Estimates of the percentage of total European Central Bank reserves that will be in gold range from 5 to 30 per cent.

A decision about this is not expected to emerge from this weekend's European summit but will probably come early next month, dealers suggested.

Gold's price fell in late trading in Europe on Thursday after news that inflation in the US had all but disappeared, dropping from $311 a troy ounce to $306. It remained at about that level in Europe yesterday.

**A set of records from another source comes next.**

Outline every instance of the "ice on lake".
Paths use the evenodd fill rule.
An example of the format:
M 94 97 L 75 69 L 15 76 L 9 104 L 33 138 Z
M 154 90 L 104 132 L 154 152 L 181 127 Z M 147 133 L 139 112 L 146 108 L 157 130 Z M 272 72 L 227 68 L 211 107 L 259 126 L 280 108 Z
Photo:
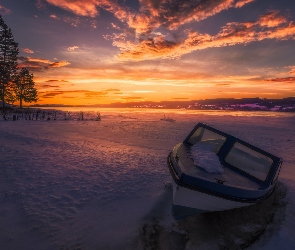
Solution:
M 105 110 L 101 121 L 0 119 L 0 245 L 214 249 L 227 244 L 221 242 L 226 237 L 241 240 L 231 233 L 221 239 L 215 215 L 181 222 L 171 216 L 166 157 L 205 122 L 283 157 L 280 204 L 248 247 L 294 248 L 295 115 L 237 114 L 169 111 L 173 123 L 161 120 L 163 112 L 142 110 Z M 210 225 L 201 229 L 204 221 Z M 258 224 L 239 223 L 246 234 Z

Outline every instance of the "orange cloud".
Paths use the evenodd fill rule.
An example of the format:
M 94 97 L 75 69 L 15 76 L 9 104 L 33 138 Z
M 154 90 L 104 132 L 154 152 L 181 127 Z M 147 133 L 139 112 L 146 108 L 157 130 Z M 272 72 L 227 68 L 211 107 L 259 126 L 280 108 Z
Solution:
M 0 14 L 1 15 L 9 15 L 9 14 L 11 14 L 11 10 L 0 5 Z
M 52 19 L 60 20 L 60 18 L 57 15 L 55 15 L 55 14 L 51 14 L 50 17 Z
M 150 34 L 159 27 L 176 30 L 193 21 L 201 21 L 229 8 L 241 8 L 254 0 L 140 0 L 139 12 L 112 4 L 109 11 L 140 35 Z
M 242 8 L 254 0 L 139 0 L 137 11 L 126 7 L 124 1 L 115 0 L 46 0 L 49 4 L 71 11 L 79 16 L 96 17 L 100 9 L 111 12 L 127 28 L 122 33 L 105 35 L 118 47 L 121 60 L 147 60 L 176 58 L 195 50 L 211 47 L 247 44 L 265 39 L 294 39 L 295 25 L 288 22 L 279 11 L 272 10 L 260 16 L 256 22 L 232 22 L 216 35 L 200 34 L 193 30 L 178 30 L 184 24 L 198 22 L 229 8 Z M 122 5 L 120 5 L 120 3 Z M 63 18 L 78 26 L 79 19 Z M 118 26 L 111 23 L 112 27 Z M 95 27 L 95 26 L 93 26 Z M 177 38 L 171 34 L 158 34 L 158 28 L 178 30 Z
M 48 3 L 71 11 L 80 16 L 95 17 L 98 15 L 97 6 L 103 5 L 104 2 L 98 0 L 46 0 Z
M 43 2 L 43 0 L 37 0 L 35 3 L 37 9 L 46 9 L 46 4 Z
M 266 20 L 273 22 L 266 26 Z M 261 16 L 257 22 L 228 23 L 215 36 L 187 31 L 185 39 L 180 42 L 168 41 L 164 36 L 139 40 L 138 43 L 126 41 L 126 37 L 121 36 L 114 36 L 113 39 L 113 45 L 121 50 L 119 59 L 139 61 L 175 58 L 195 50 L 247 44 L 265 39 L 295 40 L 295 24 L 292 21 L 289 23 L 285 21 L 278 12 L 269 12 Z
M 30 71 L 43 71 L 50 68 L 59 68 L 70 63 L 67 61 L 52 62 L 47 59 L 33 58 L 33 57 L 19 57 L 19 68 L 27 68 Z
M 65 16 L 62 18 L 62 21 L 64 21 L 65 23 L 68 23 L 74 27 L 78 27 L 81 24 L 81 20 L 79 17 L 69 17 L 69 16 Z
M 47 59 L 42 58 L 33 58 L 33 57 L 26 57 L 28 62 L 37 62 L 37 63 L 44 63 L 44 64 L 51 64 L 52 62 Z
M 68 23 L 68 24 L 70 24 L 70 25 L 72 25 L 74 27 L 78 27 L 78 26 L 81 25 L 81 20 L 80 20 L 79 17 L 69 17 L 69 16 L 66 16 L 66 15 L 63 15 L 62 17 L 58 17 L 55 14 L 51 14 L 50 18 L 55 19 L 55 20 L 63 21 L 63 22 Z M 91 21 L 90 26 L 95 27 L 95 21 Z
M 61 62 L 53 62 L 53 63 L 49 64 L 48 66 L 52 67 L 52 68 L 59 68 L 59 67 L 67 66 L 69 64 L 70 63 L 67 61 L 61 61 Z
M 192 21 L 201 21 L 223 10 L 235 8 L 234 0 L 211 0 L 206 3 L 194 0 L 140 0 L 140 11 L 112 5 L 109 10 L 136 34 L 150 34 L 160 26 L 176 30 Z M 244 2 L 244 5 L 248 2 Z
M 288 66 L 287 68 L 290 68 L 289 74 L 295 74 L 295 66 Z
M 91 26 L 93 29 L 96 29 L 96 28 L 97 28 L 97 21 L 96 21 L 96 20 L 90 20 L 90 26 Z
M 145 11 L 146 9 L 151 12 L 153 16 L 159 15 L 159 9 L 165 0 L 139 0 L 141 5 L 141 10 Z
M 262 15 L 257 23 L 261 26 L 277 27 L 286 22 L 287 19 L 284 16 L 279 15 L 279 11 L 270 11 Z
M 71 46 L 71 47 L 68 47 L 68 51 L 74 51 L 75 49 L 78 49 L 79 47 L 78 46 Z
M 133 60 L 145 60 L 158 57 L 177 57 L 177 49 L 179 44 L 172 41 L 167 41 L 163 37 L 157 36 L 141 41 L 139 44 L 134 45 L 131 50 L 128 50 L 129 46 L 124 44 L 114 43 L 120 47 L 123 51 L 120 55 L 120 59 L 133 59 Z M 129 44 L 130 45 L 130 44 Z
M 177 8 L 167 8 L 162 12 L 162 16 L 165 17 L 165 19 L 167 18 L 167 20 L 164 20 L 171 29 L 177 29 L 179 26 L 191 21 L 204 20 L 223 10 L 234 7 L 233 0 L 207 1 L 207 3 L 193 0 L 183 2 L 175 0 L 175 2 L 177 2 Z M 181 15 L 179 15 L 179 13 L 181 13 Z
M 121 29 L 118 25 L 116 25 L 116 24 L 114 24 L 114 23 L 111 23 L 111 25 L 112 25 L 112 27 L 113 27 L 114 29 L 117 29 L 117 30 L 120 30 L 120 29 Z
M 248 4 L 248 3 L 252 3 L 255 0 L 240 0 L 235 4 L 236 8 L 242 8 L 244 5 Z
M 136 34 L 150 33 L 164 26 L 177 29 L 192 21 L 204 20 L 229 8 L 241 8 L 253 0 L 139 0 L 139 11 L 119 5 L 114 0 L 46 0 L 49 4 L 71 11 L 79 16 L 96 17 L 99 9 L 111 12 Z M 114 27 L 114 26 L 113 26 Z M 115 26 L 117 27 L 117 26 Z
M 264 39 L 280 39 L 280 40 L 287 40 L 287 39 L 294 39 L 295 35 L 295 23 L 290 22 L 286 26 L 280 26 L 274 30 L 268 30 L 259 33 L 259 41 Z
M 22 52 L 25 52 L 25 53 L 28 53 L 28 54 L 34 54 L 34 51 L 29 49 L 29 48 L 22 48 L 21 50 L 22 50 Z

An announcement by Phelps Dodge, the big US copper producer, that it was to cut output at its Chino mine in New Mexico by about a third came too late to have any impact on the London Metal Exchange. Traders were squaring their books ahead of the long weekend - the LME is closed on Monday - and by the close copper for delivery in three months was up $4 a tonne at $1,851.

Phelps Dodge said it would cut 94 jobs at Chino and reduce daily production from 430,000 short tons to 300,000 tons. This would cut copper output by 45,400 metric tonnes over three years.

Oil prices rose yesterday amid speculation that Opec countries were considering extra cuts in output. In late trading the international benchmark Brent price was up 32 cents a barrel to $14.78. Six Opec oil ministers have already publicly backed bigger output cuts if the 1.245m barrels a day pledged in March prove insufficient to lift prices.